Sure. Hi, Ram. Thanks so much for these questions. You know, it's rare to be able to launch multiple products that are game changers, but I can tell you again, based on market research we were engaged in over the last few weeks, it is a common term that physicians are using, game changer for their patients. And why is that? Well, if you think about it, this product category has a significant unmet need. And when you, you know, as you know about anaphylaxis, It is a condition that comes on rapidly and can lead to some very challenging outcomes. So it is critical for patients to have an epinephrine product that they can easily use and easily carry. And so, again, all of our market research comes back to saying, Anafilm is the easiest to carry. It is the easiest to use. And on top of that, you have the great efficacy of it working quickly and consistently. So at the end of the day, who are the patients? Well, we think, look, we're watching obviously very closely and we'll continue to watch as Dan has shared. But you're always going to have those physicians that are quick adopters. You're going to have patients that are quick adopters. And so we also believe that patients with an active prescription of NEFI or their devices, you know, will be quick adopters of our products, both patients and HCPs. We believe that patients that are newly diagnosed that don't yet have a prescription, that NEFI will, or excuse me, anafilm, will be the preferred option. And finally, we see this market expanding in that patients that have never filled a prescription and just avoid their allergen will be a great patient, too, for the product.
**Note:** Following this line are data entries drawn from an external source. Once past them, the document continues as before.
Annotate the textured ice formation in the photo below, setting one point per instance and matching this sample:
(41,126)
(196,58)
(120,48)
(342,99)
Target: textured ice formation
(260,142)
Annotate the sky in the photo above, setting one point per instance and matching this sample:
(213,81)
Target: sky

Great. Thanks. And very quickly, one last thing with respect to 108. Given the timeline that you've laid out with respect to the IND and initiation of the Phase 2A trial, are we to assume that this effectively falls within the scope of the previous timeline guidance that you provided indicating an expectation that this product could be launched before the end of 2028. Just wanted to make sure that, you know, things are still effectively on track relative to what you previously showcased at the Investor Day event.
Yes, Rob. We're very excited and very serious about 108. We've already, as you heard from the comments before in our press release, we've already put our briefing book into the FDA. we are ready to file our IND and we want to get our phase 2a going. So absolutely out of schedule, just like we laid out just a few weeks ago.
Thank you very much.
Thank you. Our next question comes from Jason Butler with JMP Securities. You may proceed.
Hi, thanks for taking the question. Just thinking about the meeting with FDA for NFM, Can you maybe talk about, and obviously I understand you can't go into a ton of detail here, but what aspects of the product label do you think are still up for debate or discussion? What data do you think that you can discuss with FDA, including the oral allergy challenge study, pediatric study, et cetera? But just anything that can help provide a differentiated picture relative to NEFI. Thank you.
Yeah. Good morning, Jason. global strategy with a label like any company in our position, while there will be elements of the label that are just standard, we do believe that we have differentiation in a couple of places, like you mentioned, the OASIS study. That could be very interesting. But, Carl, I'll let you go a little deeper.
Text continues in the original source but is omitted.